Investors wary of taking long-term positions to avoid large losses

Benchmark Indices
Sundar Sethuraman Mumbai
3 min read Last Updated : Dec 19 2019 | 8:20 AM IST
Delivery-based volumes have continued to slide this year, even as the benchmark indices touched new highs. According to experts, investors have taken to squaring up a large portion of their trades intra-day, to avoid bearing large losses on their trade or to book small profits, rather than carry over their position to the next day. Market players added that falling delivery-based volumes were a sign of a bearish undercurrent in the market.

Delivery-based trades have been declining since April 2019. For November, they stood at  33.2  per cent, even as the average daily cash market turnover for the month surged past Rs 44,000 crore. For the first two weeks of December, the delivery percentage stood at 30.6 per cent, while the daily cash turnover for the period was Rs 35,913 crore. 

If the delivery percentage for December stays at the current levels, it would be the lowest seen in the last 10 years. 

Over the last 14 years, the monthly cash market turnover has been in excess of Rs 40,000 crore on only six occasions. High turnover, along with low delivery volumes, signals heightened trading activity and a lack of faith in the market direction. 

Market players suggest traders trend to square up positions when there is no clear trend in the markets, which leads to lower delivery.

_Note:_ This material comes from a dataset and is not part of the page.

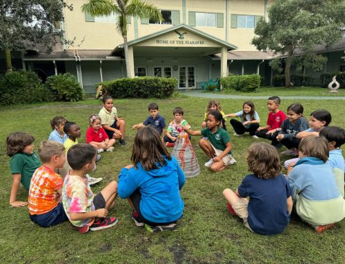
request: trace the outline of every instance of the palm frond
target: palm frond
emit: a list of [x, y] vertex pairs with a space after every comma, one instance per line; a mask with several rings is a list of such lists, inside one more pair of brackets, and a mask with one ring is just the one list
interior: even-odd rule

A bullish market, on the other hand, would result in higher delivery, given that traders would be more confident of carrying forward their trades.


“As soon as the market develops any directional momentum, as is the case with the current market, speculative activity goes up. 

Second, mutual fund (MF) inflows are waning and this is hitting cash equities delivery in the market. MFs have been the most active participants in the cash market. When MF flows recover, you will see more delivery activity as opposed to more speculative activity in the futures and options,” said Saurabh Mukherjea, founder of  Marcellus Investment Managers. The indices remained volatile throughout this year on account of a bunch of domestic concerns and a few global issues. 

Globally, an uncertain Brexit, US-China trade tensions, and fears of global economic slowdown have worried investors for the major part of the year. On the domestic front, rising instances of corporate default, moderate earnings growth, and sluggish economic growth have been major concerns.  

The GDP grew at 4.5 per cent in the September quarter — its weakest growth in over six years. Fears pertaining to the health of financial firms have added to the uncertainty. 

Domestic issues continue to worry even as global headwinds have eased after the UK general elections and a deal between the US and China. Market players say a sustained uptick in delivery-based volumes could be a signal  for improved sentiment. “Once the conviction returns that there is genuine economic support for the rally, delivery volumes will come back,” said Mukherjea.